Ohio Gov. Mike DeWine is expected to announce an order limiting spectators at all sporting events in the state within the next 24-36 hours, which includes the Wolverines’ game on Sunday. This move adds force to DeWine’s recommendation from Tuesday that large gatherings be limited or eliminated. 

The Big Ten also released a statement Wednesday evening announcing they’ll be limiting attendance at all remaining conference competitions.

Yeah, it’s worrisome,” senior forward Will Lockwood said. “I don’t want our season to come to an end. I really hope it doesn’t. I hope it doesn’t get to that point. Obviously there’s a reason they’re doing it, there’s a reason they’re taking precautions.”

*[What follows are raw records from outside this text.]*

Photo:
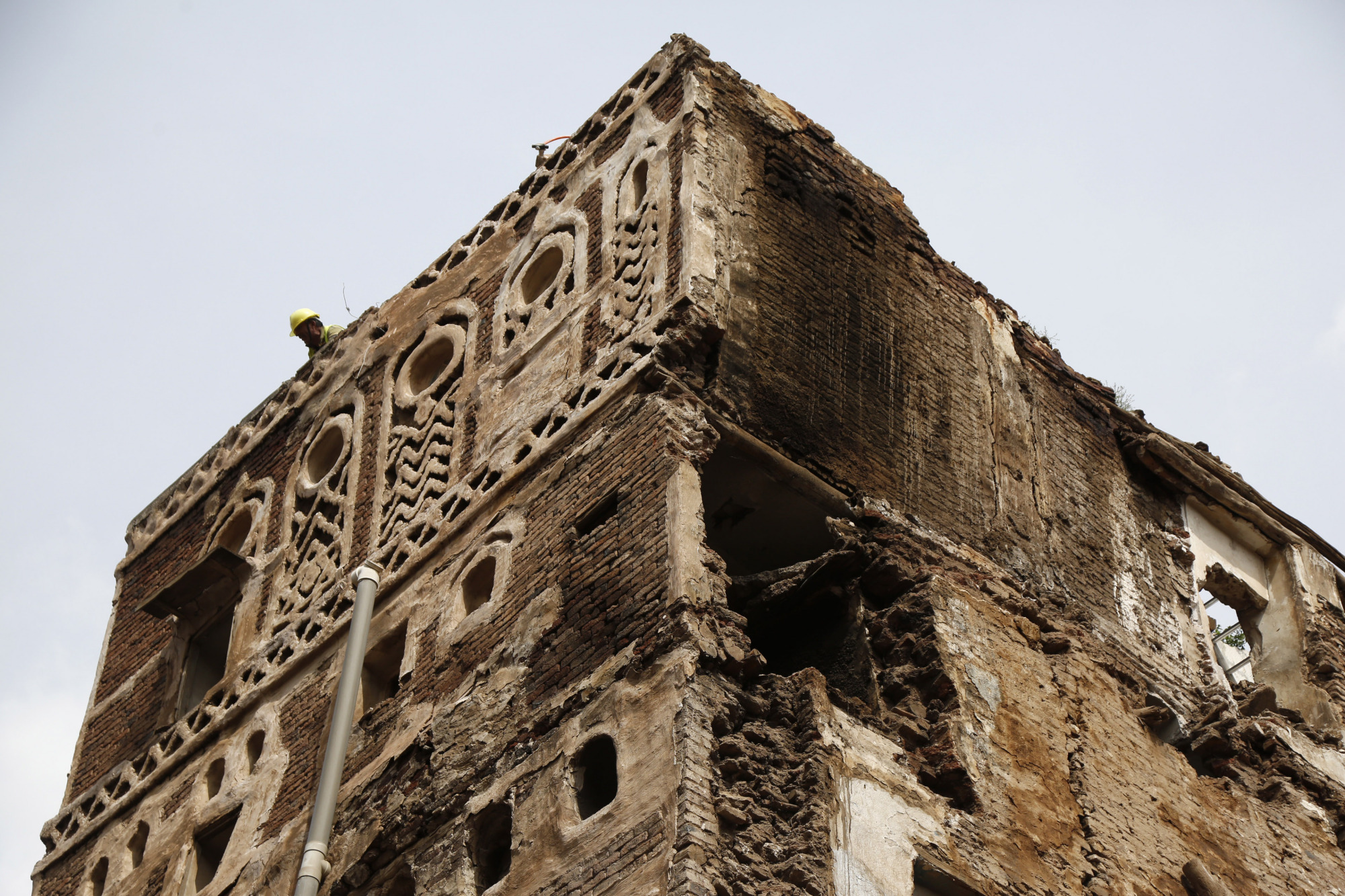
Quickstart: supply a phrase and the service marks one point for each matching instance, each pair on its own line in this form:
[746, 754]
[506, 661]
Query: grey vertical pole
[314, 865]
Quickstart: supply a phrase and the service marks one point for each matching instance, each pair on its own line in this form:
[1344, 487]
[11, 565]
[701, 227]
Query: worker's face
[311, 331]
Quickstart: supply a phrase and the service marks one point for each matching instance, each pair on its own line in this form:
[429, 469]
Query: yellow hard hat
[301, 317]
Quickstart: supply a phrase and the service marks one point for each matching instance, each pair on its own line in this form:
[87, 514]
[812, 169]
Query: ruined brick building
[734, 542]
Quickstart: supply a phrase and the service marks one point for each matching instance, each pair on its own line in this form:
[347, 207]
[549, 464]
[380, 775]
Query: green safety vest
[330, 333]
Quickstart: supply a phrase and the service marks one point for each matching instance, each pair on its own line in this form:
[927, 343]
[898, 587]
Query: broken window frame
[1243, 563]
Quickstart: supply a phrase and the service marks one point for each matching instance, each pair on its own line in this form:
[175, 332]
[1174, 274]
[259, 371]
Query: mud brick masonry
[735, 542]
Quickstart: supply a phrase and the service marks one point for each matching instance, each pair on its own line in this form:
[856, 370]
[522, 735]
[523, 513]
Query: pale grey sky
[1157, 185]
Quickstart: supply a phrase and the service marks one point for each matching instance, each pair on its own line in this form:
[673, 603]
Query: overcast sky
[1156, 185]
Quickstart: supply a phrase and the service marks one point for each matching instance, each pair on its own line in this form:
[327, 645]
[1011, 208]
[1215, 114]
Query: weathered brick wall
[866, 357]
[303, 723]
[120, 729]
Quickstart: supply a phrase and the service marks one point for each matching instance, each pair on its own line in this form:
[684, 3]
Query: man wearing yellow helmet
[306, 325]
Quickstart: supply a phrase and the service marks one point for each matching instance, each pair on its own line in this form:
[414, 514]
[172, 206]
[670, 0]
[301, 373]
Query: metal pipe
[315, 866]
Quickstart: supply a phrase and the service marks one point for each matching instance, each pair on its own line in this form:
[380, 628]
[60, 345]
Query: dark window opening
[1233, 608]
[598, 514]
[931, 879]
[381, 677]
[541, 274]
[493, 834]
[595, 775]
[215, 776]
[818, 626]
[235, 533]
[404, 884]
[99, 877]
[325, 452]
[137, 845]
[255, 745]
[479, 584]
[209, 852]
[208, 657]
[754, 521]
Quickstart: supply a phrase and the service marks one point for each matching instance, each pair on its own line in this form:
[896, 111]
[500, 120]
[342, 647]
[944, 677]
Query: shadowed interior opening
[598, 514]
[215, 776]
[492, 845]
[255, 745]
[381, 677]
[541, 274]
[325, 454]
[754, 521]
[99, 877]
[235, 533]
[137, 845]
[430, 362]
[209, 850]
[479, 584]
[595, 775]
[208, 655]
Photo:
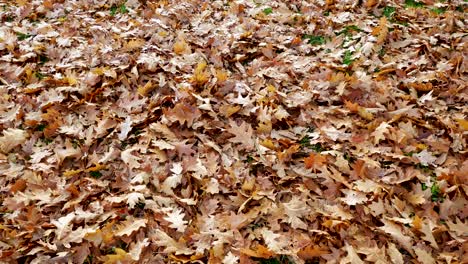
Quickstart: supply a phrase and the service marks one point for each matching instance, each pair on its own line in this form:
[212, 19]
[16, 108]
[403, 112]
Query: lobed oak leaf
[352, 256]
[176, 218]
[395, 231]
[379, 132]
[394, 254]
[137, 247]
[119, 256]
[294, 210]
[161, 239]
[183, 113]
[311, 252]
[230, 259]
[423, 256]
[133, 198]
[12, 138]
[243, 134]
[129, 226]
[353, 197]
[259, 251]
[315, 161]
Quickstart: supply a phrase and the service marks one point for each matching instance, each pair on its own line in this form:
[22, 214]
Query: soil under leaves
[233, 131]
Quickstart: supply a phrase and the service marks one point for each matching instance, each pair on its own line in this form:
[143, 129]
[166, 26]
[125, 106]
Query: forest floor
[230, 132]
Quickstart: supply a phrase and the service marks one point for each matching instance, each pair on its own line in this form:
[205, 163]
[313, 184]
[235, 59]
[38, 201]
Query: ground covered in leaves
[233, 131]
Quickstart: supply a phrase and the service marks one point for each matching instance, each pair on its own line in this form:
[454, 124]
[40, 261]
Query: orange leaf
[310, 252]
[258, 252]
[463, 124]
[314, 161]
[353, 107]
[417, 222]
[20, 185]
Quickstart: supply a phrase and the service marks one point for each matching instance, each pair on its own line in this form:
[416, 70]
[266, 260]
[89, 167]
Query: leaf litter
[233, 132]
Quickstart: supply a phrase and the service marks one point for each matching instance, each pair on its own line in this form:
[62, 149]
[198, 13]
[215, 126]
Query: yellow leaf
[365, 114]
[145, 90]
[71, 173]
[258, 252]
[221, 75]
[97, 167]
[134, 44]
[463, 124]
[229, 110]
[200, 76]
[268, 144]
[264, 127]
[180, 47]
[417, 222]
[271, 88]
[119, 255]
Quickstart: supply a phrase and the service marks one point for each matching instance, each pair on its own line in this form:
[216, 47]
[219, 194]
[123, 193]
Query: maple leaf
[315, 161]
[176, 218]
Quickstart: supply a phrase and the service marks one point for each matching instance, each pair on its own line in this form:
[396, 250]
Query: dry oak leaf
[119, 257]
[310, 252]
[176, 218]
[396, 232]
[259, 251]
[129, 226]
[12, 138]
[423, 256]
[183, 112]
[243, 134]
[352, 256]
[161, 239]
[314, 161]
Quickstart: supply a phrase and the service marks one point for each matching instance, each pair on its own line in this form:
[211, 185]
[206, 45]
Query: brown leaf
[314, 161]
[310, 252]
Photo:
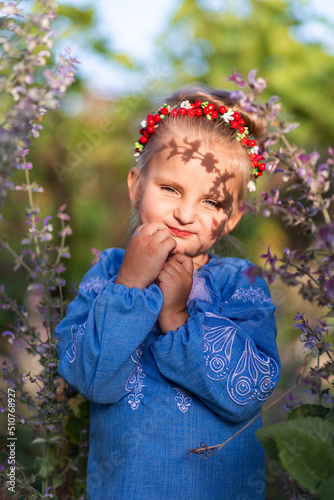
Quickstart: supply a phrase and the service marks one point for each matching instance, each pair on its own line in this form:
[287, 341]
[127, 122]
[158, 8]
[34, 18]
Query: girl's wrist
[130, 283]
[171, 322]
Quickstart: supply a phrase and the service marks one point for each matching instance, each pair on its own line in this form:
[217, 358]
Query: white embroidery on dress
[199, 289]
[182, 399]
[93, 284]
[254, 376]
[250, 294]
[76, 330]
[218, 341]
[134, 384]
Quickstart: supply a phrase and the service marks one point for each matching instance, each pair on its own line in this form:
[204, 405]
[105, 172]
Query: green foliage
[308, 410]
[213, 44]
[304, 447]
[78, 420]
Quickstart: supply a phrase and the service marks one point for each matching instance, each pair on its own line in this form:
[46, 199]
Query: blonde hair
[212, 132]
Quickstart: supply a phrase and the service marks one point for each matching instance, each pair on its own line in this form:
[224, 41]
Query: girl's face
[191, 189]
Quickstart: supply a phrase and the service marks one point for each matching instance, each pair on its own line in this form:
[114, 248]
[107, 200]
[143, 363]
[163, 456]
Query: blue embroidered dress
[154, 396]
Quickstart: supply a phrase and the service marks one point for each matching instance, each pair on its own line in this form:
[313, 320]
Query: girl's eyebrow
[168, 182]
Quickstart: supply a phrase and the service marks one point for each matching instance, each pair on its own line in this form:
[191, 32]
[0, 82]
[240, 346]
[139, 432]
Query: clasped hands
[147, 259]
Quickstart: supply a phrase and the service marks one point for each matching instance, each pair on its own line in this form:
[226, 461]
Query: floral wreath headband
[204, 108]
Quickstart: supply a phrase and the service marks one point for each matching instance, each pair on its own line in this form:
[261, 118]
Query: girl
[172, 345]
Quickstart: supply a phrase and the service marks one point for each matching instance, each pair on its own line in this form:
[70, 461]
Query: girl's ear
[134, 185]
[232, 222]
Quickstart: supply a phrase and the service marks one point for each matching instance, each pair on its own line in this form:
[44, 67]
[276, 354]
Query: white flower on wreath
[228, 116]
[185, 104]
[251, 186]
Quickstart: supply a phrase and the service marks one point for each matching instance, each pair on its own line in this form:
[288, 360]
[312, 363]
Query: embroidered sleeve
[226, 353]
[102, 335]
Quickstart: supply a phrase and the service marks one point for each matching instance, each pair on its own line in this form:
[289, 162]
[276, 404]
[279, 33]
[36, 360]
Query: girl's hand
[145, 255]
[175, 281]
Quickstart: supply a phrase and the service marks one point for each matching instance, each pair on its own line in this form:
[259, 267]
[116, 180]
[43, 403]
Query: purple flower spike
[238, 79]
[258, 84]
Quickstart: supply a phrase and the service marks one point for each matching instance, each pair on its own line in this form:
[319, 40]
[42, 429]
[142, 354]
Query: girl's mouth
[179, 232]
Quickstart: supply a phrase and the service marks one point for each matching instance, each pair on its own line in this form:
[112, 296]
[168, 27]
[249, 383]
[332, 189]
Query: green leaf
[45, 467]
[330, 415]
[325, 490]
[308, 459]
[78, 419]
[57, 481]
[79, 17]
[123, 59]
[304, 448]
[308, 411]
[38, 440]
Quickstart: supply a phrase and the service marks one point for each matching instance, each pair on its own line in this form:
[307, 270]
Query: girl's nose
[184, 213]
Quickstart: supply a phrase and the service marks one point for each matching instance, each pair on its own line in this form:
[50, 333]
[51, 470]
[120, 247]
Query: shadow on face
[188, 150]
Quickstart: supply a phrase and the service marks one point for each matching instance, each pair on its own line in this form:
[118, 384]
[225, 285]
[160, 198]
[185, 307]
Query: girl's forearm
[168, 322]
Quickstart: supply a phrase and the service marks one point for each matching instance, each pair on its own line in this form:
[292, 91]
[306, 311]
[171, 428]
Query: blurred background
[131, 55]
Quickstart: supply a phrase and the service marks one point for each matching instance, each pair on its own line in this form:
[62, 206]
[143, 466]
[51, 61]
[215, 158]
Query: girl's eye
[212, 203]
[168, 189]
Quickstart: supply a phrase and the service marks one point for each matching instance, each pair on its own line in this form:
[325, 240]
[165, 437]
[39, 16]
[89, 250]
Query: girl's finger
[184, 260]
[153, 227]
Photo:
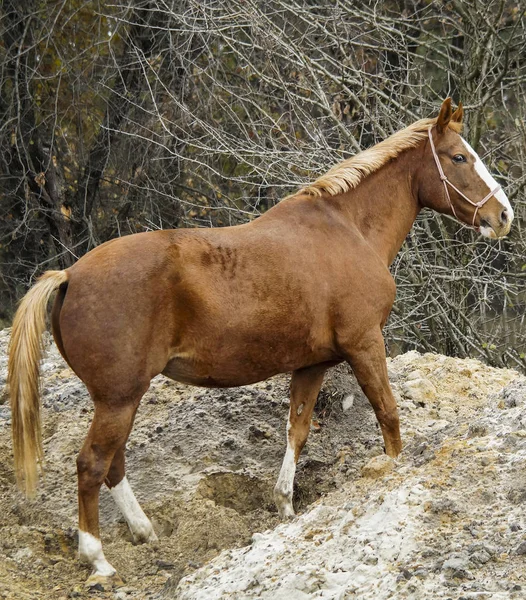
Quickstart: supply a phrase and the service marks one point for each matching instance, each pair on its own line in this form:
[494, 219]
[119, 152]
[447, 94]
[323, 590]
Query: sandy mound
[444, 521]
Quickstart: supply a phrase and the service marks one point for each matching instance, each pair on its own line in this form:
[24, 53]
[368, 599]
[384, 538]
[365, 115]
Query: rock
[521, 549]
[348, 402]
[456, 567]
[477, 430]
[378, 466]
[419, 390]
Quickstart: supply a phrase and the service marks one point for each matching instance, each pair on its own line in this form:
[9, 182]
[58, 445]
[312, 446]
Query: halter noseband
[446, 182]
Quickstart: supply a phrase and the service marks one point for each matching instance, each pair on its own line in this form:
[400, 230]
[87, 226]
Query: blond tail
[25, 353]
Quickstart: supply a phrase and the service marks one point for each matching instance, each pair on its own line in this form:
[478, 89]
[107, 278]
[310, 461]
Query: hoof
[149, 537]
[284, 506]
[103, 583]
[286, 512]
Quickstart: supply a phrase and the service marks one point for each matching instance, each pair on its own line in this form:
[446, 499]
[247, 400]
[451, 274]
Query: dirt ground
[202, 463]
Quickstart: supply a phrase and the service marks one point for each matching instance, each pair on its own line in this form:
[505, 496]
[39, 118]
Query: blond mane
[347, 175]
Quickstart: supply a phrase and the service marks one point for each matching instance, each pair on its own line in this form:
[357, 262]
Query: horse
[300, 289]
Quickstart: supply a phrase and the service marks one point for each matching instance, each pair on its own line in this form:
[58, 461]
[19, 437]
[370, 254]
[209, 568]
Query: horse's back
[209, 306]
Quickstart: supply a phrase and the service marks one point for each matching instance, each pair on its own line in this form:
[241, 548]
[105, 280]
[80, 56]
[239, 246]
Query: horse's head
[454, 180]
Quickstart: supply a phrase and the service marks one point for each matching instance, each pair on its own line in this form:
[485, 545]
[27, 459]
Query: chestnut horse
[300, 289]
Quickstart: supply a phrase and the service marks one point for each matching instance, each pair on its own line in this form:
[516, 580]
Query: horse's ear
[458, 115]
[444, 116]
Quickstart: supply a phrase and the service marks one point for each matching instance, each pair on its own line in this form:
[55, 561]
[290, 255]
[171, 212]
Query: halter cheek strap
[446, 182]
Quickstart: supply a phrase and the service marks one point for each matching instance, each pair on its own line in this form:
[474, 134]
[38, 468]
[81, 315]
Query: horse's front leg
[368, 362]
[304, 388]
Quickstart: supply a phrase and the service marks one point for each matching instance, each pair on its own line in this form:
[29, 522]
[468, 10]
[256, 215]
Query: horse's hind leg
[117, 482]
[107, 435]
[304, 388]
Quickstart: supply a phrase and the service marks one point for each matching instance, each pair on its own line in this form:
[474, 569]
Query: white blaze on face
[485, 175]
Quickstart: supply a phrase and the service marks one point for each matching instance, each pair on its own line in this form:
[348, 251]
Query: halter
[446, 182]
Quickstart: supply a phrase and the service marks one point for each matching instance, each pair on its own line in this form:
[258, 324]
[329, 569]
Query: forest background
[130, 115]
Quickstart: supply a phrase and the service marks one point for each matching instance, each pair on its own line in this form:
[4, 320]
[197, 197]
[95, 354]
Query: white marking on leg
[139, 524]
[90, 550]
[285, 484]
[486, 176]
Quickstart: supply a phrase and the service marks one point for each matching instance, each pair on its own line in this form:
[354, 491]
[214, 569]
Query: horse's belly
[240, 366]
[212, 375]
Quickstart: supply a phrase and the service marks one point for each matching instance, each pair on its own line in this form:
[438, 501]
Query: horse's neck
[384, 205]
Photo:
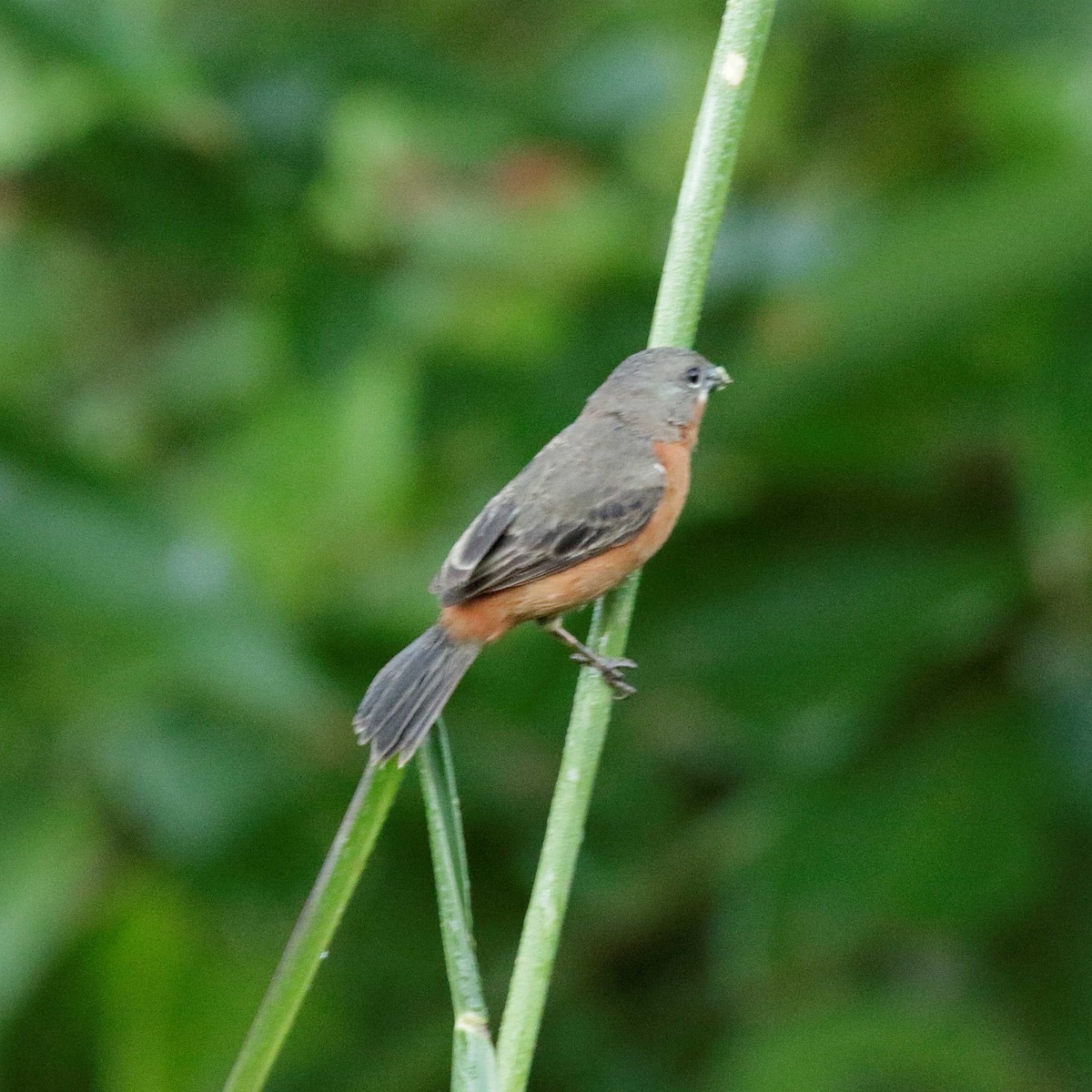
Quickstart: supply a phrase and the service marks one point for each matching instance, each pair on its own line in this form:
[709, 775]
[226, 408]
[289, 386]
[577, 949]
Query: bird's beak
[720, 380]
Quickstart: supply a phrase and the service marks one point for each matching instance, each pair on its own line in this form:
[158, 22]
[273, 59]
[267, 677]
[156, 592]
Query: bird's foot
[611, 669]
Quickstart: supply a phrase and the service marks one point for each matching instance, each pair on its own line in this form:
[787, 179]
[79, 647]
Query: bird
[592, 507]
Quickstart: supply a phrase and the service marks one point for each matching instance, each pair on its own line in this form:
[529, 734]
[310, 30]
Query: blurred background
[290, 288]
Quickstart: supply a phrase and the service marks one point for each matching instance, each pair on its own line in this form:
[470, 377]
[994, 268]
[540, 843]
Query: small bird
[593, 506]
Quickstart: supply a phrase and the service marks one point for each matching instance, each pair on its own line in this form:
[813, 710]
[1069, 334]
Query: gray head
[659, 390]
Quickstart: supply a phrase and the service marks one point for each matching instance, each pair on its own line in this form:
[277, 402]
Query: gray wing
[577, 500]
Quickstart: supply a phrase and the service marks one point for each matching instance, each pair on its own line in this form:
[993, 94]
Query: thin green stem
[473, 1062]
[316, 926]
[698, 216]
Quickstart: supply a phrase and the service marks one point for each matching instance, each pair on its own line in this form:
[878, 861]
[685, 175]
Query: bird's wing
[578, 498]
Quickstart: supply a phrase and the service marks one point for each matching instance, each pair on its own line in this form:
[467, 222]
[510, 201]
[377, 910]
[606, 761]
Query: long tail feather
[408, 696]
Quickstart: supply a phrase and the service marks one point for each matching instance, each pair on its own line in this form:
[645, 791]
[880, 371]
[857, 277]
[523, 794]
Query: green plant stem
[697, 219]
[473, 1062]
[318, 921]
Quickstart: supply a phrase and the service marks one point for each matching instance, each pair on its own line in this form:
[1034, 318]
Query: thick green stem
[473, 1062]
[316, 926]
[678, 305]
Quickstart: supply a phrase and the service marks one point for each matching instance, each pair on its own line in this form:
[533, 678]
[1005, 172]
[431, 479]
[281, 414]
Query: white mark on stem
[734, 69]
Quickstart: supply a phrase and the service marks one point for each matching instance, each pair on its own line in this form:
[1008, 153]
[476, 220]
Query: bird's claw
[611, 669]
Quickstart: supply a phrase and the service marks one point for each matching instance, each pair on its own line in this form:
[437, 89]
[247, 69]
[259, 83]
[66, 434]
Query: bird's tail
[408, 696]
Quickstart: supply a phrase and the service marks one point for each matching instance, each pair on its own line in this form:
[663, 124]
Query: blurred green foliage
[289, 288]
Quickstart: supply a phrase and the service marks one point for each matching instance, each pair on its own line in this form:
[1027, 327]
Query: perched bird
[594, 505]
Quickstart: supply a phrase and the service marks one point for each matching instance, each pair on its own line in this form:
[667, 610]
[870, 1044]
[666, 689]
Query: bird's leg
[610, 667]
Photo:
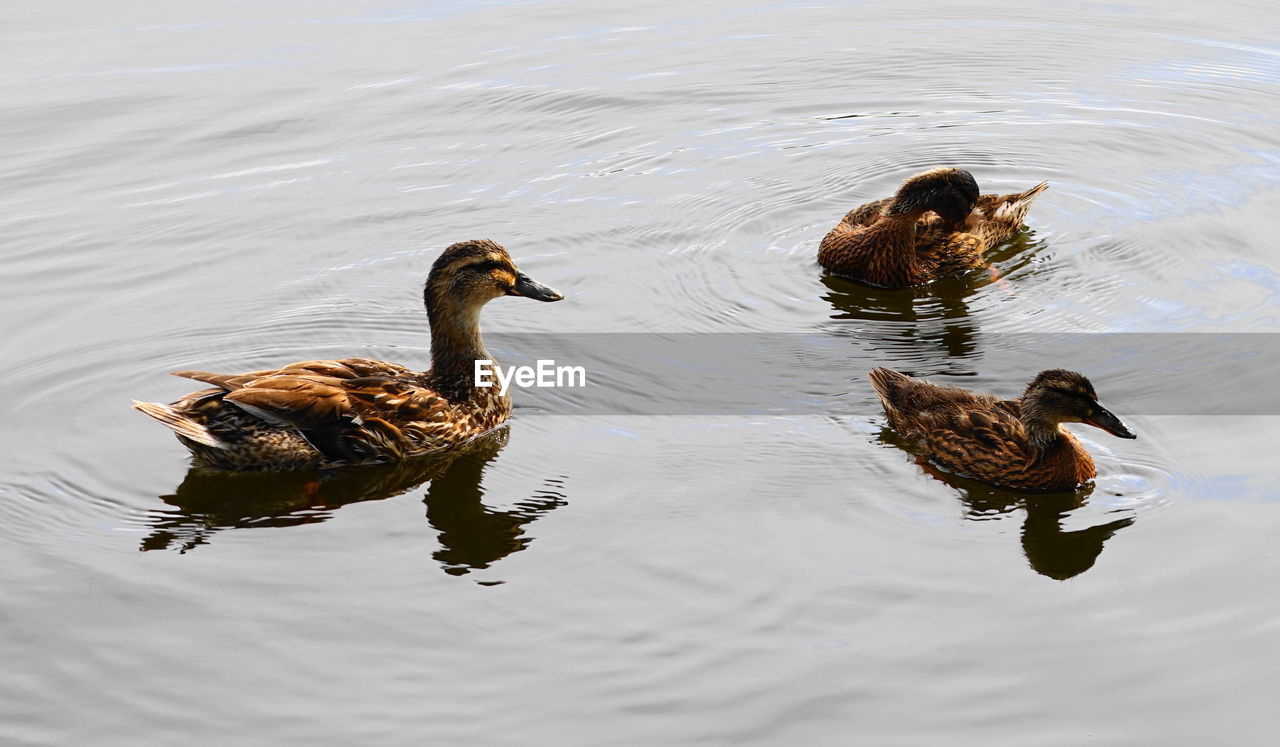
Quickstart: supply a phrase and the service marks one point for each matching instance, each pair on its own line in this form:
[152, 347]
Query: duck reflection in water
[927, 322]
[471, 534]
[1050, 549]
[910, 324]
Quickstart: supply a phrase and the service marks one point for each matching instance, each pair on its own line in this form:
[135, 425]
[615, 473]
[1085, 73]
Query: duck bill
[529, 288]
[1105, 420]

As teams around the country are suspending their seasons — Harvard and Yale have both pulled out of their ECAC Tournament quarterfinal series, ending their seasons — Michigan is faced with a great deal of uncertainty. At this point, it’s unclear what’s going to happen in the coming days — as this story was written, the NBA went from playing games on Wednesday night to the season being suspended indefinitely. 

It’s a rapidly developing situation, but as of Wednesday night, the Big Ten hockey tournament is set to go ahead, though all remaining games will be played without fans.  

“I hope we get to play,” Michigan coach Mel Pearson said. “That’s all I wish. It doesn’t matter if it’s in Nationwide in front of nobody or it’s full. We’re on a mission. We’re going somewhere. They just happen to be our next opponent. Like I said, doesn’t matter if we have to create our own atmosphere and intensity, we can do that.” 

As for playing in a completely empty arena, the Wolverines are looking at it as a positive. They may have to create their own energy, but the arena also won’t be filled with opposing fans.

“I honestly think it works to our advantage a little bit,” Lockwood said. “They won’t be able to have a home crowd advantage and have their fans there, not that it’s really impacted us. We’ve been pretty good on the road this year, but it’s something we can’t really focus on too much.”

Added Pearson: “We know it’s a huge challenge, but it’s a great opportunity for us and that’s how we’re approaching it. There’s so many things you can’t control. … We’re just focusing on being ready and being able to control our own destiny. That’s all you can ask for in sports.”